Similar problems attend the treating source rule. As noted above, the treating source rule requires the ALJ accept the opinion of the claimant’s treating physician or psychologist as “controlling” if it is adequately supported by objective medical evidence and is not inconsistent with other substantial evidence in the record. The typical medical evidence supporting a diagnosis of bipolar disorder consists of the clinical notes of the psychiatrist or psychologist which in essence describe how the claimant looks and recites what the claimant reports about how she feels and what she does. Thus, to a large extent, the diagnosis is based as well on the credibility of the claimant’s statements. Is the treating physician in a better position to assess the claimant’s statements than someone without a doctor/patient relationship? There are certainly reasons to wonder. The Seventh Circuit has urged reviewing courts to keep in mind the biases that a treating physician may bring to the disability evaluation. “The patient’s regular physician may want to do a favor for a friend and client, and so the treating physician may too quickly find disability.” Stephens v. Heckler, 766 F.2d 284, 289 (7th Cir.1985). The Court has also noted “that the claimant’s regular physician may not appreciate how her patient’s case compares to other similar cases, and therefore that a consulting physician’s opinion might have the advantages of both impartiality and expertise.” Dixon v. Massanari, 270 F.3d 1171, 1177 (7th Cir.2001). Even aside from these considerations, openly questioning a patient’s honesty is not something most physicians would ever engage in for professional and liability reasons, and thus, ALJs are not likely to know if a doctor truly questions his patient’s complaints. Also problematic is the fact that the physician’s livelihood is dependent upon accepting the word of patients who come to them for treatment of real, not imagined or feigned, illnesses.

The effect of these rulings and others ALJs must follow would seem to be a reversal of the normal burden of proof in social security disability cases. Instead of the claimant having the burden of proving he or she is disabled, it appears that once *1009a claim is made with the support of a doctor, the ALJ must disprove it. The claimant’s testimony is presumed credible unless the ALJ can cite specific evidence in the record, a record usually limited to what the claimant offers, to demonstrate it is not. And her treating physician’s opinion is deemed controlling unless it is inconsistent with other substantial evidence in the record. All this in a supposedly non-adversarial proceeding in which only the claimant has an advocate.

This would be fíne if everyone who claimed they were disabled was actually unable to engage in substantial gainful activity. But, of course, that is not the case. As a result, we have a system in which a great deal of time and expense is spent in cases involving impairments whose existence and severity are simply not susceptible to easy and objective determination. It is also a system in which it is difficult to have much confidence in the result.

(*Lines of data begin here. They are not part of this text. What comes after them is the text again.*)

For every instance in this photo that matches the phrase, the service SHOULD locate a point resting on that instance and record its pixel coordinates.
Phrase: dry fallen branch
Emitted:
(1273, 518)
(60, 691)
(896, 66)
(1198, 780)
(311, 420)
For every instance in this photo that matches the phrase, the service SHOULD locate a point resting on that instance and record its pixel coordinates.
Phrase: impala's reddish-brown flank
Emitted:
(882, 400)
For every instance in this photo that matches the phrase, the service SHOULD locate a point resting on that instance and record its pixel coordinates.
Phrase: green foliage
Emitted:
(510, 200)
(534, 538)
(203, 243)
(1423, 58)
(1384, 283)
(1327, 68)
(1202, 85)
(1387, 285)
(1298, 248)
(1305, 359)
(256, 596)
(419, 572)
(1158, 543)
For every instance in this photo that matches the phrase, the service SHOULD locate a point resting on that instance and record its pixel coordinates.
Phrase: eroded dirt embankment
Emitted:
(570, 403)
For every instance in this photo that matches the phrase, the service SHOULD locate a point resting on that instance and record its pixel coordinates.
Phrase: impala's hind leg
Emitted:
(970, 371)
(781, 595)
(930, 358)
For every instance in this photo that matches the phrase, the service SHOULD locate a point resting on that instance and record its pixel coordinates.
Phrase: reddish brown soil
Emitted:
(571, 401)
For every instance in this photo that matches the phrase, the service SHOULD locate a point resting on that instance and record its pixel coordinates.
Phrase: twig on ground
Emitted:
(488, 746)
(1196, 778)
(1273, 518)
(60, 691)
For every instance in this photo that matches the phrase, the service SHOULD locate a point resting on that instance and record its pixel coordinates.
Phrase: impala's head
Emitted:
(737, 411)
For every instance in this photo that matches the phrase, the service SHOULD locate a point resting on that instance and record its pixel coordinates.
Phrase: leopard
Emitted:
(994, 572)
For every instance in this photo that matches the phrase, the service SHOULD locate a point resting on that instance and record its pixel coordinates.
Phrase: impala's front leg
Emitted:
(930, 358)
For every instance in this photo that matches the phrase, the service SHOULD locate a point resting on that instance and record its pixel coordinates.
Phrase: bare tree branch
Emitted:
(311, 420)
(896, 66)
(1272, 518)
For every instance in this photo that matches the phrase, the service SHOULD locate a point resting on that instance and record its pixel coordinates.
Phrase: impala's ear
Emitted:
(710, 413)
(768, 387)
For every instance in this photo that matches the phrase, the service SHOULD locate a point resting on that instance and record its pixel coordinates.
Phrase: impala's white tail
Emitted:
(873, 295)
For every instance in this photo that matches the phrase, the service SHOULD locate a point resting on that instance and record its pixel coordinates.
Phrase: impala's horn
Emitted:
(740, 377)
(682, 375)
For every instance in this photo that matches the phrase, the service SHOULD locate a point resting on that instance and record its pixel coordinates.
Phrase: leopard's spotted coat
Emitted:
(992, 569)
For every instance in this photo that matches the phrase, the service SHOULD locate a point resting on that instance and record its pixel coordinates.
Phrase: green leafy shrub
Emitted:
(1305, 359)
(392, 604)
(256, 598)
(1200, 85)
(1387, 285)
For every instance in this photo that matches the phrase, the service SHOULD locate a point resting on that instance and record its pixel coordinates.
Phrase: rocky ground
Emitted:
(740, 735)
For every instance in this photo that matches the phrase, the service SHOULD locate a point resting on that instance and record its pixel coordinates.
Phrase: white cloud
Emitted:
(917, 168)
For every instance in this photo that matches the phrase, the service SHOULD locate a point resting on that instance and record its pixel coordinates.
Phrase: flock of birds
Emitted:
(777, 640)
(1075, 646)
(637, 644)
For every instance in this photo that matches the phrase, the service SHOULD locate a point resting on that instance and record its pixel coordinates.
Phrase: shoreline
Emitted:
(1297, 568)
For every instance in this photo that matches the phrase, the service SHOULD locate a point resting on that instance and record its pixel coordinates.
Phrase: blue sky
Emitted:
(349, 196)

This is not to say that Plaintiff here is not disabled and entitled to DIB. That is for the ALJ or Commissioner to determine, on remand in accordance with the procedural rules the Agency has implemented and the precedents provided by the Court of Appeals. On the basis of those procedural rules and precedents, I am satisfied for the reasons set forth above that the Commissioner’s decision in this case must be reversed and remanded.